Vaccinations are still in the early stages. We understand it may be different depending on where you live.
Right now, North Carolina is in Phase 1B. Along with frontline workers and long-term care facilities, adults getting the vaccine are 75 and older and considered high risk for severe illness.
Meanwhile, South Carolina is currently in Phase 1A. Those include healthcare workers, long-term care facilities and staff and people ages 70 and older with or without underlying health conditions.
People may be wondering if they can get vaccine in the state they live in, even if you travel across the state line every single day.
It is a question Linda Wooten had. Like many in the area, Wooten straddles the state line.
”I live one block away from the North Carolina border so all my doctors are in North Carolina and I do all my shopping in North Carolina,” says Wooten.
So, when it comes to getting the COVID-19 vaccine, she is hedging her bets with both states.

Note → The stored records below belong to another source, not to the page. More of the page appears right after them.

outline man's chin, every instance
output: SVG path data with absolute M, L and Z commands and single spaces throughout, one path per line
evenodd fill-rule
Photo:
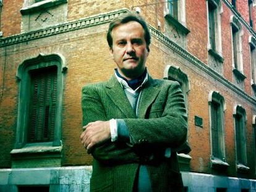
M 121 69 L 122 72 L 127 77 L 136 78 L 141 75 L 141 69 L 138 66 L 131 66 L 130 67 L 123 68 Z M 143 73 L 143 72 L 142 72 Z

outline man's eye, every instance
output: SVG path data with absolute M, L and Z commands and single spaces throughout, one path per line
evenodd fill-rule
M 126 42 L 124 42 L 124 41 L 118 42 L 118 44 L 119 44 L 119 45 L 124 45 L 125 44 L 126 44 Z
M 142 44 L 142 41 L 141 41 L 140 40 L 134 40 L 132 43 L 134 44 L 140 45 Z

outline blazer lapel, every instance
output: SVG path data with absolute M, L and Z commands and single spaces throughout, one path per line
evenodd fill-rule
M 148 81 L 142 91 L 140 99 L 139 102 L 138 118 L 145 118 L 148 107 L 154 101 L 160 91 L 160 88 L 158 84 L 148 76 Z
M 114 75 L 108 81 L 106 93 L 113 102 L 119 108 L 127 118 L 136 118 L 135 113 L 132 107 L 126 94 Z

”I will get my vaccine wherever I can get it at the earliest time,” she says.
Wooten’s category has not been called yet, but for those who have, she sees no problem getting a shot in a different state.

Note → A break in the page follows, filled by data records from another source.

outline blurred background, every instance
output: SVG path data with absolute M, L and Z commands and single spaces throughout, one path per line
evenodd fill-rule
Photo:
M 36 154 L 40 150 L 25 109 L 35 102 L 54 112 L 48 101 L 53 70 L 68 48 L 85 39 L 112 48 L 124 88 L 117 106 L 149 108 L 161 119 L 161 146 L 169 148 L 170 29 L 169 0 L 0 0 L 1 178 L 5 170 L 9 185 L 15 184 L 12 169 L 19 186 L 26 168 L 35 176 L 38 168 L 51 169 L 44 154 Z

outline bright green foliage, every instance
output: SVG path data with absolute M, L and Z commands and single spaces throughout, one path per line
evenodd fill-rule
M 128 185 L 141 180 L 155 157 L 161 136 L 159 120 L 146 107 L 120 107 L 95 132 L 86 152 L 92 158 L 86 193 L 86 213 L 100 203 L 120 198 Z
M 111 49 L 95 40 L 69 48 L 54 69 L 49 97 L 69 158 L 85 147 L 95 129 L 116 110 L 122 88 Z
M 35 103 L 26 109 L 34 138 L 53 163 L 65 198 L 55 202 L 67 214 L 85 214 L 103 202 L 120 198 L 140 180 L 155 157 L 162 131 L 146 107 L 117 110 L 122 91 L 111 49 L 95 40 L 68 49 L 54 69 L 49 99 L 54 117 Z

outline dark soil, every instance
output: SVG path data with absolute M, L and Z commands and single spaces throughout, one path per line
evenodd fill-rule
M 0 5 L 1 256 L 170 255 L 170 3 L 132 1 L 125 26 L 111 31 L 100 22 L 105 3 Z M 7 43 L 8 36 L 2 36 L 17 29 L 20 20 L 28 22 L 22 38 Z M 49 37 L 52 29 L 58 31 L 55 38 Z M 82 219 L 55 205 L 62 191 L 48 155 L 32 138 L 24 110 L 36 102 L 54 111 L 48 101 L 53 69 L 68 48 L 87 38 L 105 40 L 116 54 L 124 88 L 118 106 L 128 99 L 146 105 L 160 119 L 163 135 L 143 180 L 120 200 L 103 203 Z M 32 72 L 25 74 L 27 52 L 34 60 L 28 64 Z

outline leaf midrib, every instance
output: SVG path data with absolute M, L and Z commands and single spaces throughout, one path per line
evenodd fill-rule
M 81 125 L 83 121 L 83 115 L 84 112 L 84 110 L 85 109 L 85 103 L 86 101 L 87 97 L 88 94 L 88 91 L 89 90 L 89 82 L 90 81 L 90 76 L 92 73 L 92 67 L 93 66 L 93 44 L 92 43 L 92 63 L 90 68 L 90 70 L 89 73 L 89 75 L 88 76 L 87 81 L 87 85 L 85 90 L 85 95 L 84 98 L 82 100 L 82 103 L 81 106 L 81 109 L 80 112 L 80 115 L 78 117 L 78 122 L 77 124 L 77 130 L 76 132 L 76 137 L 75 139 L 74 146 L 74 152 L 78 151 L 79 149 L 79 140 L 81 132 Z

”I’ve been looking at North Carolina and South Carolina and seems the timeline is about the same,” she says.
It seems the state health agencies do not mind the jump from state to state either and the similarities do not just stop at a timeline.
In North Carolina, no one has to live in the state to get a vaccine. While some providers might ask for a license, it is not a state requirement. So anyone who qualifies for Phase 1A or 1B can get the required vaccine appointment.

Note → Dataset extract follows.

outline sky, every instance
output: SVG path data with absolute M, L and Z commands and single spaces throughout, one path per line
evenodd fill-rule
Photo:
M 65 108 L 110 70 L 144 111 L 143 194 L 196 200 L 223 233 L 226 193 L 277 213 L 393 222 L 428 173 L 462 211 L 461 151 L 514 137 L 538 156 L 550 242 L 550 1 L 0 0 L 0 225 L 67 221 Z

Now as for South Carolina, no one has to live in this state either and anyone wanting a vaccine still needs an appointment. However, providers will ask for a license to verify your age.
So for people like Wooten, it does not matter where you get it, but she is ready and waiting for the call.
”I don’t want to get sick, I don’t want to get to the hospital and I want everything to get back to normal,” says Wooten. “So if I can do my part, that’s great.”
Both North and South Carolina health agencies are reminding people of limited vaccines availability regardless of which state you go to. Getting a vaccine in either state could be a slower process because of that.